Part of the reason I love Beth is because she compliments me all the time. And yet as many times as I’ve heard her say I’m pretty, I don’t see it in myself. How can I be when I’m so different from everyone else?

“Wipe it all off or leave a little on?” I persist.

“All off.”

“Really?”

“I don’t know why you don’t believe you’re pretty,” Beth sighs in exasperation.

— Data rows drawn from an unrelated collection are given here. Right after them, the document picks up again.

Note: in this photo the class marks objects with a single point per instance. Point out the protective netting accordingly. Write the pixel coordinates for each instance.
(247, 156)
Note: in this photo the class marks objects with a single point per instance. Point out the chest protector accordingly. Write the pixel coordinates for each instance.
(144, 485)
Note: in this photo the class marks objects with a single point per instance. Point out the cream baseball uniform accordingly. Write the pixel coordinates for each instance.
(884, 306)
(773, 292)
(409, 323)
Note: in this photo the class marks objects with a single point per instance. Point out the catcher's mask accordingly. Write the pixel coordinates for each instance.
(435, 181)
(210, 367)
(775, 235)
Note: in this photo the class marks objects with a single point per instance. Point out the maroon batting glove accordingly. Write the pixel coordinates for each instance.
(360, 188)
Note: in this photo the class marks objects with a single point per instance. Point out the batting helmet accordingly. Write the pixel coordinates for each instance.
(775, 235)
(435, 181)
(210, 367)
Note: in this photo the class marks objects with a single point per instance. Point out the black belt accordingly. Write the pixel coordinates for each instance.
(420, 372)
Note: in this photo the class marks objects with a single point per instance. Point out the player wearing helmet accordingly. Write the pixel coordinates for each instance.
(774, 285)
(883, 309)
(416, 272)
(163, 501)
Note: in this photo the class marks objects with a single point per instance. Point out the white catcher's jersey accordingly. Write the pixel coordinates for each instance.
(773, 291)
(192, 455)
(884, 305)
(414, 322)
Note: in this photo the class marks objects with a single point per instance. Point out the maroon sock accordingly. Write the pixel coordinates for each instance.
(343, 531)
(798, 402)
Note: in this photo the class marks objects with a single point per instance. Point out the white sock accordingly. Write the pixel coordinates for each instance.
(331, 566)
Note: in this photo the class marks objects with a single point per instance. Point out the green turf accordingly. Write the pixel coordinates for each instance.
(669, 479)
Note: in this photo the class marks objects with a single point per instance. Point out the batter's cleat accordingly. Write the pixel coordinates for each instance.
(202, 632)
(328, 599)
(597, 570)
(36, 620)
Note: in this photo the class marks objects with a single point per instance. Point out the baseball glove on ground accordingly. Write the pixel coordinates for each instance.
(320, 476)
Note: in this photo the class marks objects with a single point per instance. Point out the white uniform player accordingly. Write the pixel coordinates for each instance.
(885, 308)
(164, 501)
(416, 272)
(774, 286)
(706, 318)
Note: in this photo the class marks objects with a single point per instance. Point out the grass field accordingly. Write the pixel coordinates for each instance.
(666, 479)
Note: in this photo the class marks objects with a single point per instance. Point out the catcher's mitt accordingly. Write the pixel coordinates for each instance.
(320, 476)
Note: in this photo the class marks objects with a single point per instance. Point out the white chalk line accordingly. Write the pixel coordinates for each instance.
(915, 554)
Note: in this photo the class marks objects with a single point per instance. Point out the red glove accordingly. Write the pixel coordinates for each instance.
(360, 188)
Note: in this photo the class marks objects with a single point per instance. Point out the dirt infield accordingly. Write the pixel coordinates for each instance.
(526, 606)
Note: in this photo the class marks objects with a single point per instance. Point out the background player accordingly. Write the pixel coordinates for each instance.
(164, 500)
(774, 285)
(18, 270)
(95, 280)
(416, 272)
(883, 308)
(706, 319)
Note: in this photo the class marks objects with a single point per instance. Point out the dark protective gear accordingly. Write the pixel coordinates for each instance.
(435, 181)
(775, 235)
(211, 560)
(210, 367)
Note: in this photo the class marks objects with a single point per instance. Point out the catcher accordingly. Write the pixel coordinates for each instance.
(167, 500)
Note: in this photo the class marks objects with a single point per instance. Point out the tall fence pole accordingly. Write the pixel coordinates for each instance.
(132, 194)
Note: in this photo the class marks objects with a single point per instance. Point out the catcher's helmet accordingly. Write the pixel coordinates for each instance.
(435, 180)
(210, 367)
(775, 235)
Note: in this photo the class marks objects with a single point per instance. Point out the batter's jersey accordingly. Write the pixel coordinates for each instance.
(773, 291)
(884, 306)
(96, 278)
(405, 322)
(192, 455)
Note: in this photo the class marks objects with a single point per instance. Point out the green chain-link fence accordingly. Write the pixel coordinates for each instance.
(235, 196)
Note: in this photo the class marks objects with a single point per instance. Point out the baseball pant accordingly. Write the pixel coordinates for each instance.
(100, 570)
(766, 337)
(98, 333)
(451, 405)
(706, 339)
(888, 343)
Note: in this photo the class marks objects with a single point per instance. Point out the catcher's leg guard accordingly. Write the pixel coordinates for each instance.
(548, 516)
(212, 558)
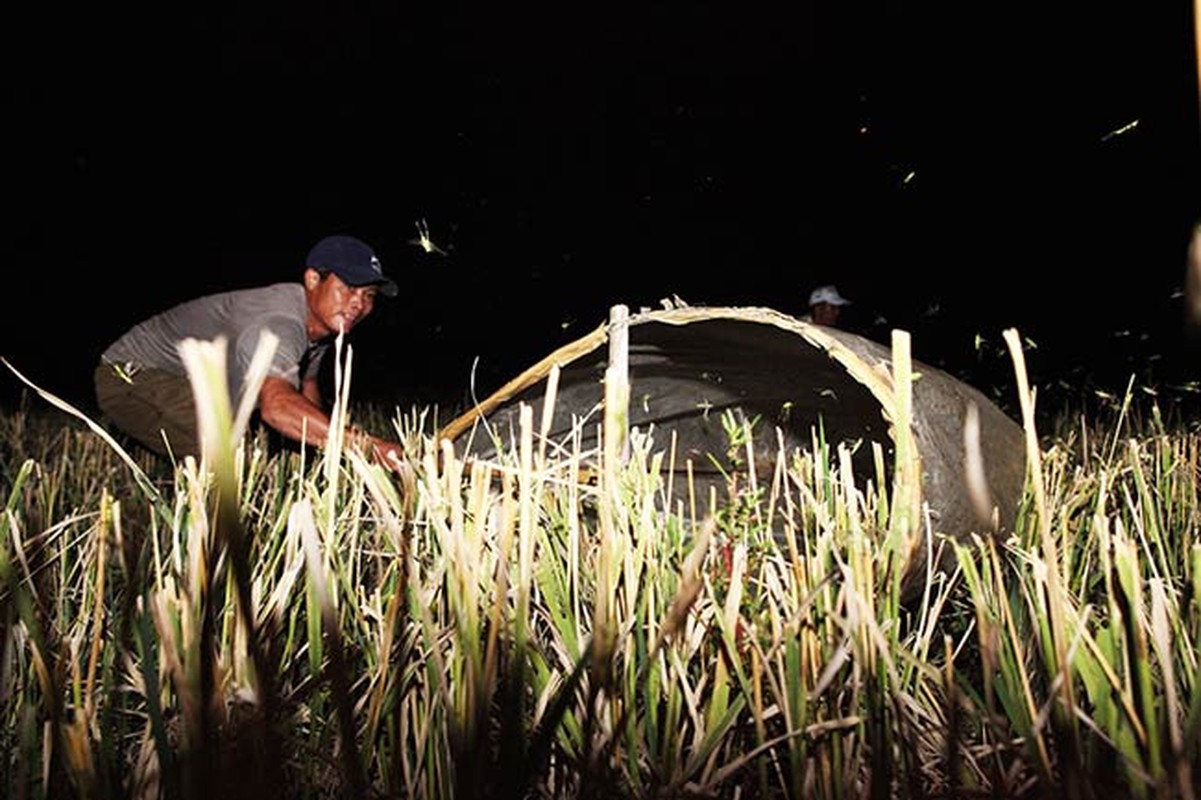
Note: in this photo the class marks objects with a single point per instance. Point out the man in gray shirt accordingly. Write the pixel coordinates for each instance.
(142, 384)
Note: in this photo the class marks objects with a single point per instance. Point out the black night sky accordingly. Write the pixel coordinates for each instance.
(955, 168)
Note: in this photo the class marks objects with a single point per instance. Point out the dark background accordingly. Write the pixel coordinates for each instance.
(954, 168)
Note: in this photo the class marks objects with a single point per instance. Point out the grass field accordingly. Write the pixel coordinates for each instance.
(306, 625)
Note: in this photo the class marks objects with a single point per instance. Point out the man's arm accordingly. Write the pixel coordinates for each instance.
(298, 416)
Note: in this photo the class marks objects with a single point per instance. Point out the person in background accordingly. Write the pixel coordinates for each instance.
(825, 306)
(142, 386)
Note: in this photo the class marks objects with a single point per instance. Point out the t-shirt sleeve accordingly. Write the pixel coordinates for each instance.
(288, 352)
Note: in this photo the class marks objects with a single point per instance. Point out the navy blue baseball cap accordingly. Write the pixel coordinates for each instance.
(351, 260)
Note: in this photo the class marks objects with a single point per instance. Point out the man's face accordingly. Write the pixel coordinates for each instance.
(333, 305)
(826, 314)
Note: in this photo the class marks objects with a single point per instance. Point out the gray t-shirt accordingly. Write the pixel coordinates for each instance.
(240, 316)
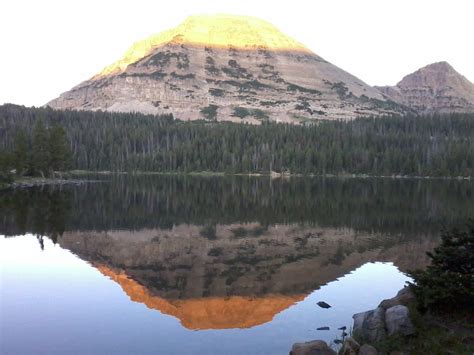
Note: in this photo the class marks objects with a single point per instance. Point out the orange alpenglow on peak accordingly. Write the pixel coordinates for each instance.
(216, 31)
(209, 312)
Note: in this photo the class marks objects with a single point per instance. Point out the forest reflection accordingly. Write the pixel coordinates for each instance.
(231, 252)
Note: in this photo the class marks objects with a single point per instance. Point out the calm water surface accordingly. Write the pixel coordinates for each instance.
(211, 265)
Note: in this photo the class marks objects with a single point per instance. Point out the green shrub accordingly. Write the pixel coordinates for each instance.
(448, 283)
(209, 112)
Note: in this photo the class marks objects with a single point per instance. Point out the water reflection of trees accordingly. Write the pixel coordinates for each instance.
(43, 212)
(370, 205)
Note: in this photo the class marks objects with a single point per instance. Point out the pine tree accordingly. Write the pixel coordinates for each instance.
(21, 153)
(40, 154)
(59, 149)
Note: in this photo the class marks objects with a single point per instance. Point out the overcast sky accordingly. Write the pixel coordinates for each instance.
(49, 46)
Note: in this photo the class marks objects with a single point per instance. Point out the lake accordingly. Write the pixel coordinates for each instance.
(209, 265)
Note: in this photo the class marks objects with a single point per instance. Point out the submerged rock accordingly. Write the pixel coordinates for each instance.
(397, 320)
(315, 347)
(403, 297)
(370, 326)
(367, 349)
(350, 347)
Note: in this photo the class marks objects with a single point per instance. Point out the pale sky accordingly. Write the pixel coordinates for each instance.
(49, 46)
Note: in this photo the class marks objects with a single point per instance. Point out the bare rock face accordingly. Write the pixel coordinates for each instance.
(315, 347)
(227, 68)
(397, 320)
(370, 326)
(434, 88)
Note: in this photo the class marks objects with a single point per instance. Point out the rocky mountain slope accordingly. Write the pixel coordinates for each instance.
(434, 88)
(226, 68)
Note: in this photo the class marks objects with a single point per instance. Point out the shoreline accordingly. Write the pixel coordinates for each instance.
(74, 177)
(272, 175)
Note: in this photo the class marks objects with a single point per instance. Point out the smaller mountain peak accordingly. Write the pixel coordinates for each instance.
(439, 66)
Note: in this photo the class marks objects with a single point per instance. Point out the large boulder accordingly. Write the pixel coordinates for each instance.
(350, 347)
(397, 321)
(315, 347)
(403, 297)
(370, 326)
(367, 349)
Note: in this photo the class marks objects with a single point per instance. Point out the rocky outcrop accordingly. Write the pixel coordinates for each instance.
(436, 88)
(370, 326)
(391, 317)
(316, 347)
(227, 68)
(397, 321)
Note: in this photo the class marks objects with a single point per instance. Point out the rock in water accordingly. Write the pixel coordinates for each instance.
(397, 320)
(403, 297)
(370, 326)
(350, 347)
(240, 68)
(367, 349)
(316, 347)
(323, 304)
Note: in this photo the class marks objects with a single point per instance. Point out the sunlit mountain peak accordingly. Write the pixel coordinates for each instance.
(217, 31)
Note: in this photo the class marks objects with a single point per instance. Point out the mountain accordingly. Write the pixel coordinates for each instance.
(434, 88)
(226, 67)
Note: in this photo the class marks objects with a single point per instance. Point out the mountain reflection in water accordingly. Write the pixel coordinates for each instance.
(220, 253)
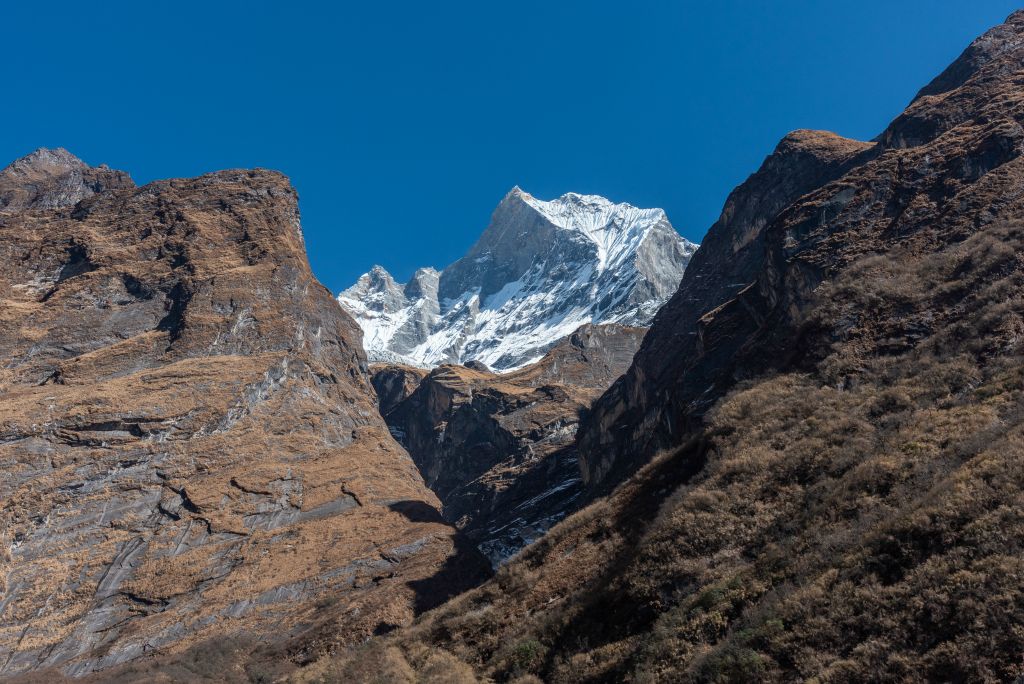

I take Beth’s advice and clean up my lids. But she doesn’t understand. She wasn’t there last summer at the fairground when the boy turned his face away. I’d smiled at him as we both stood in line to buy cotton candy. Later, when he met up with his friends, they looked at me and laughed. Beth just can’t understand how that feels—she’s so perfectly normal that sometimes I wonder why she’s friends with me.

Though Beth and I spend a lot of time together, I never tell her anything about the Khmer Rouge or the war. Instead, when I’m at her house, my favorite thing to do is to hang out in her kitchen and watch her and her mom interact. Ma Poole—that’s what Mrs. Poole lets me call her—likes to hug and puts her arms around Beth a lot. And when I’m there, I get a lot of her hugs, too. So while I share with Beth what it’s like to be a stranger in a foreign land, with her mom and in her house, I get to have my American family.

“Hey, Beth, let’s buck it!” I holler and march ahead of her.

“What?” Beth asks, trying to stifle her giggle.

“Let’s buck it, let’s hurry.” I explain.

“Umm, babe. The expression is ‘book it.’” Beth cracks up, her face muscles jiggling like the cafeteria jello.

“But …” I stammer. “A buck is a male deer and deer move very fast. So we make like a deer and ‘buck it,’ right?”

“No, book it.” Beth is certain.

“What? How? Why ‘book it’?” Beth can’t answer me.

I don’t understand English expressions and idioms. When I hear these strange phrases, I try to analyze and find reasons for them. Buck it, book it; windshield factor, windchill factor; I pledge a legions, I pledge allegiance; ant, aunt; there, their, they’re; I wonder why the Americans make it so difficult for themselves, not to mention for me!